Take for instance Evan Engram, who saw 109 targets last year and turned them into 63 receptions and 634 receiving yards. Engram outpaced Tonyan in all of those categories. He saw more red-zone targets (13-to-11), ran 150 more routes, and only had three fewer “end-zone” targets. Everything should point to Engram having better or at least similar production to Tonyan. Except Engram ended up with just ONE receiving touchdown on the season. For context, since 2000, Evan Engram’s 2020 campaign was the WORST in terms of fantasy points per game season for a TE with 100+ targets. Those are two ends of the tight-end TD spectrum.

For more on TEs and expected fantasy points, check out Marvin’s Fantasy Expectation series where he highlights who at the position overperformed and underperformed in 2020.

Returning ADP value ain’t looking too good either.
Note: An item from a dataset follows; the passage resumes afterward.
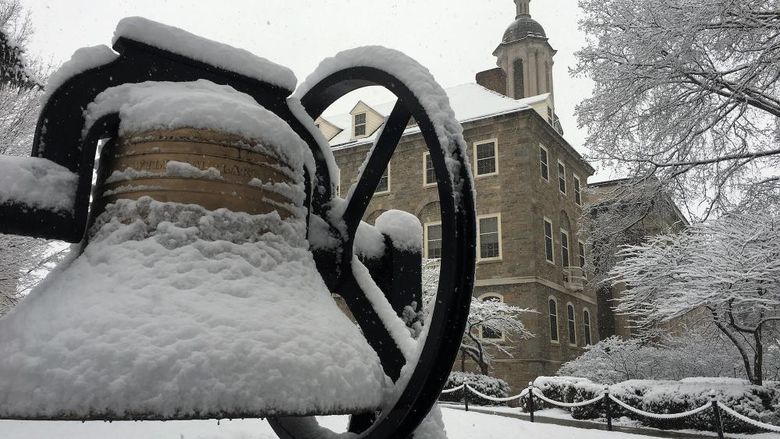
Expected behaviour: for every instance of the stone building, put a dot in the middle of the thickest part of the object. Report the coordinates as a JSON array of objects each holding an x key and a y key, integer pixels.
[{"x": 530, "y": 186}]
Basically, all of these players in the data set finished lower in terms of fantasy finishes and on average 10 spots lower next year. Some of these were predictable fades in terms of their ADP/draft cost but at the tight-end position, we don’t even want to glance at a middling option. An 8th round pick doesn’t sound like too much to give up but if your TE is predictably going to end up being a borderline streaming option, you likely burned that pick. Tonyan is going as the 8.10 currently in drafts.
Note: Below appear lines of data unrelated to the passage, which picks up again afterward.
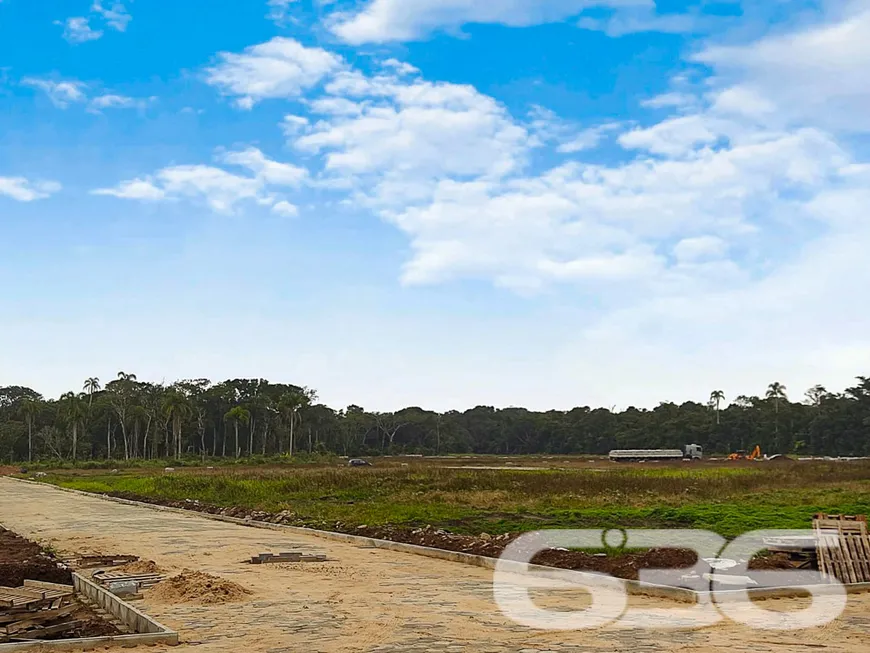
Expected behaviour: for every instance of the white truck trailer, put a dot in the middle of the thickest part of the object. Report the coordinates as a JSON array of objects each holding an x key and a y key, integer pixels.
[{"x": 688, "y": 452}]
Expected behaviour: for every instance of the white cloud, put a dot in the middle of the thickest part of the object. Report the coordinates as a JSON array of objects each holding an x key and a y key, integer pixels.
[
  {"x": 78, "y": 30},
  {"x": 335, "y": 106},
  {"x": 583, "y": 222},
  {"x": 116, "y": 16},
  {"x": 285, "y": 209},
  {"x": 416, "y": 130},
  {"x": 587, "y": 139},
  {"x": 645, "y": 20},
  {"x": 113, "y": 101},
  {"x": 675, "y": 136},
  {"x": 382, "y": 21},
  {"x": 280, "y": 68},
  {"x": 61, "y": 94},
  {"x": 816, "y": 75},
  {"x": 569, "y": 138},
  {"x": 671, "y": 100},
  {"x": 270, "y": 172},
  {"x": 279, "y": 10},
  {"x": 219, "y": 189},
  {"x": 24, "y": 190},
  {"x": 135, "y": 189},
  {"x": 401, "y": 67},
  {"x": 700, "y": 247}
]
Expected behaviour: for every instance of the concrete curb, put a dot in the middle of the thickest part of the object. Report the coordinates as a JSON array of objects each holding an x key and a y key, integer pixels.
[
  {"x": 630, "y": 586},
  {"x": 145, "y": 629}
]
If your name isn’t Gronk or Kelce, good luck.

Seriously, those two are clearly the best tight-ends of this generation and it isn’t even close. You probably already knew that though. But there is a reason we can’t bank on other options each year because although many TEs are put in starting lineups based on the “TD-or-bust” scenario, we shouldn’t be chasing that long-term.
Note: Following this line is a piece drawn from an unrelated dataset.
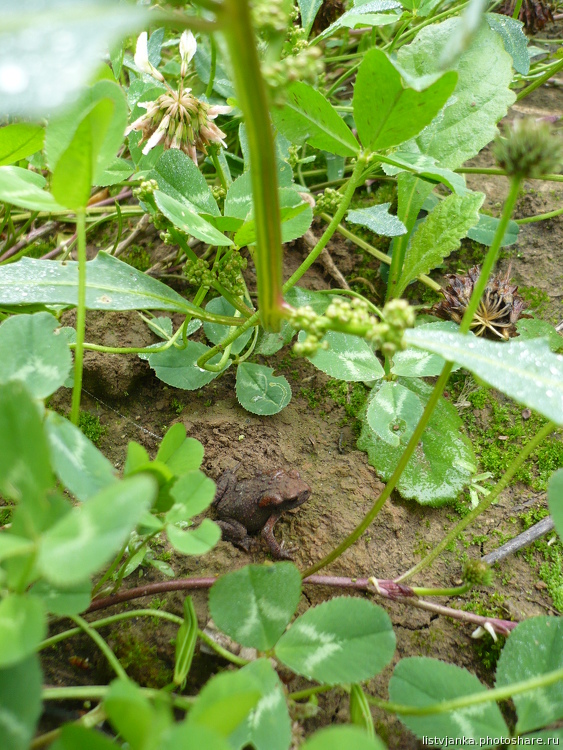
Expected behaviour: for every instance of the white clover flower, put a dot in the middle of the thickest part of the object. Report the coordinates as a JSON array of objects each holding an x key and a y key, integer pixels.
[{"x": 142, "y": 58}]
This next chart might be elementary in its conclusion but the numbers might help clarify why banking on TDs with TEs is a dangerous game to play. Here is how the four major statistical categories for pass-catchers (targets, receptions, yards, & TDs) correlated with fantasy points over the last five years. The sample size included the top-50 players at each position (i.e. 250 total WRs & 250 total TEs)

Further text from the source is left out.